Louisiana legislators approved Friday morning cuts to the state’s operating budget for the fiscal year that started July 1.

The move by the Joint Legislative Committee on the Budget also means that after elections this fall, the new governor and new legislators will need to find $713 million to balance the budget for next fiscal year.

And that doesn’t include any recalculation necessary if the price of oil doesn’t rebound. The state’s $25 billion operating budget for this fiscal year is calculated on an average annual price of oil at $61.70 per barrel. The price today is in the low $40 per barrel range.

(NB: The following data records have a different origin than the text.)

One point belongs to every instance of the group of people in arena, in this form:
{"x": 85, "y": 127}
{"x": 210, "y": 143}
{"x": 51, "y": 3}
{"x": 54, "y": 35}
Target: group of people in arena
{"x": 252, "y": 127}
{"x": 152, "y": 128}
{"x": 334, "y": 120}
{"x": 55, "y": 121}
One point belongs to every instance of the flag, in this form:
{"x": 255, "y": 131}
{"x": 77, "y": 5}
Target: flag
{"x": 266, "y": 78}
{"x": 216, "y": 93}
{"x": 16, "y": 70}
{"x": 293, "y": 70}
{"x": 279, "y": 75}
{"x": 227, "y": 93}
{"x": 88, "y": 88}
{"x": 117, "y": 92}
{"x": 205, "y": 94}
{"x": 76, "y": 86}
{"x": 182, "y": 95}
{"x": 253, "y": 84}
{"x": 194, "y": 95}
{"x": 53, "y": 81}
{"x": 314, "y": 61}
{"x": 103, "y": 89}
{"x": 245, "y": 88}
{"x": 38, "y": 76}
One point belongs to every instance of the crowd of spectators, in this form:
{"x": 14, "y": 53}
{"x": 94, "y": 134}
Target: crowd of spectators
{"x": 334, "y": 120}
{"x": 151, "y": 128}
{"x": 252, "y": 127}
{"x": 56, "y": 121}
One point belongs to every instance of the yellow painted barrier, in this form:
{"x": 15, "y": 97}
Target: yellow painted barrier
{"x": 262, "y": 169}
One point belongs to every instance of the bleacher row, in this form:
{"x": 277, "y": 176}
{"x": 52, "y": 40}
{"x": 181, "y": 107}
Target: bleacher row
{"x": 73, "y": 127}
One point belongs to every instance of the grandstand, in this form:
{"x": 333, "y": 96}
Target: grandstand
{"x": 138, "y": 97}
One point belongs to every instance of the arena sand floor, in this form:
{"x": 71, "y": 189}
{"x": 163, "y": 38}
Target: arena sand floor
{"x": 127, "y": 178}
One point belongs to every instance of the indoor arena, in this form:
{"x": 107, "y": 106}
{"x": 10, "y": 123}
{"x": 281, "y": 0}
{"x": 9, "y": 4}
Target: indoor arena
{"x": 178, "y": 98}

LSU economist Jim Richardson, a member of the Revenue Estimating Conference, said unless the price starts going up by October, state officials will have to revisit and readjust the state spending plan later this year. The state Constitution requires a balanced budget and if revenues are found to be not coming in as projected, state law requires mid-year corrections. He spoke after the panel approved early Friday the revenues projected to be raised by budget moves made during the last session.

Democratic New Orleans Sen Ed Murray pointed out that the budget is substantially out of balance at the current price of oil.

Before accepting the REC decision, the joint legislative budget committee, packing the hearing room, authorized budget cuts of about $4.6 million.

Higher education accounts for $3.8 million of those reductions.

House Appropriations Chairman Jim Fannin, R-Joneboro, said this would give the agencies a longer time to address the shortfall.